The new code retains the 10 principles first outlined in 2009 and has organised them under three pillars – Being, Knowing and Doing – with the first covering putting the client first, integrity, objectivity and fairness, the second covering skills and knowledge, and continued professional development, and the last addressing professional behaviour, competence, diligence, and confidentiality and data protection.
FPA chief executive Sarah Abood said key elements of the conduct code were that members place a client’s interests first, in line with laws and regulations, and their actions “are aligned with promoting a culture that supports and requires integrity in others”.
Abood added these elements went further than members acting ethically with clients and also applied to their organisation and the wider profession.
“We included promoting a culture of integrity in the code to highlight that ethical principles apply at all levels, including those in senior positions who have the most influence over the culture of their organisation – not only client-facing practitioners,” she said.
“This issue was raised by members during consultation on the new code who feel strongly that it’s important that ethical behaviour is supported at all levels of an organisation.”
In related news, the FPA also welcomed the tabling in parliament of the Financial Services Compensation Scheme of Last Resort Levy (CSLR) Bill 2022, but questioned why the scheme did not cover managed investment schemes (MIS), which were subject to complaints to the Australian Financial Complaints Authority (AFCA).

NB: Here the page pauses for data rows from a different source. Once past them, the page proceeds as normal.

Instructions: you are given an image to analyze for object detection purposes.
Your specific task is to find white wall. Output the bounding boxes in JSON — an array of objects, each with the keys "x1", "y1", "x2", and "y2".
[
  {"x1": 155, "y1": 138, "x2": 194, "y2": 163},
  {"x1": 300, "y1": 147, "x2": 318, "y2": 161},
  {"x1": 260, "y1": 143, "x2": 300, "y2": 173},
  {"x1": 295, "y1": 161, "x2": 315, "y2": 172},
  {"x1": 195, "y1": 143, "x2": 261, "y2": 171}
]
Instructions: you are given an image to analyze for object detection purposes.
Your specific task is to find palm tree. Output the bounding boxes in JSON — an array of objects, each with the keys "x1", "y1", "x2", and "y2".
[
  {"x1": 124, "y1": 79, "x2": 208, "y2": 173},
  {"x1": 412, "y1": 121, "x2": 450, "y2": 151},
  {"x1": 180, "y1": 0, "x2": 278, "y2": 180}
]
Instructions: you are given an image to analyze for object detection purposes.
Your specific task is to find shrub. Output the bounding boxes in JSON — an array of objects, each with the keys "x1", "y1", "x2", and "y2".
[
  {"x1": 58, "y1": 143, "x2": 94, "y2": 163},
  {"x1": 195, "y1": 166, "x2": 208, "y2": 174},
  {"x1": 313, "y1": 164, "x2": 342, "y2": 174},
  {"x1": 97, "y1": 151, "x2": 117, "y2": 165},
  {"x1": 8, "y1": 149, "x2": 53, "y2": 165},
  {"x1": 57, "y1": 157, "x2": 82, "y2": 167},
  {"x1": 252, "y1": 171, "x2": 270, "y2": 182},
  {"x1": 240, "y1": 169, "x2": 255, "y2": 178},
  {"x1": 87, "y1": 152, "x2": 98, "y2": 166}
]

“While it was in opposition, Labor suggested amendments which would at least include MISs in the CSLR and it is disappointing that these changes have not been included in the bill,” it said.
“For example, most of the victims of the Sterling Group collapse would not be covered under the proposed scheme. This is also the case for most investors in the Mayfair 101 Group products.
“These products were often promoted directly to investors (using the wholesale/sophisticated investor exemption). These people have lost their life savings and in many cases are now completely dependent on the age pension.
“At present, after nearly four years of operation, there is $3.7 million in unpaid AFCA determinations relating to financial advice due to insolvency. Yet MIS operators have $6.4 million outstanding against them at present. The total unpaid determinations are $14.7 million across all the areas AFCA manages.
“This makes it clear that the CSLR must extend across AFCA’s remit to achieve its aims of ensuring that victims of financial misconduct can be compensated where the firm involved has become insolvent.”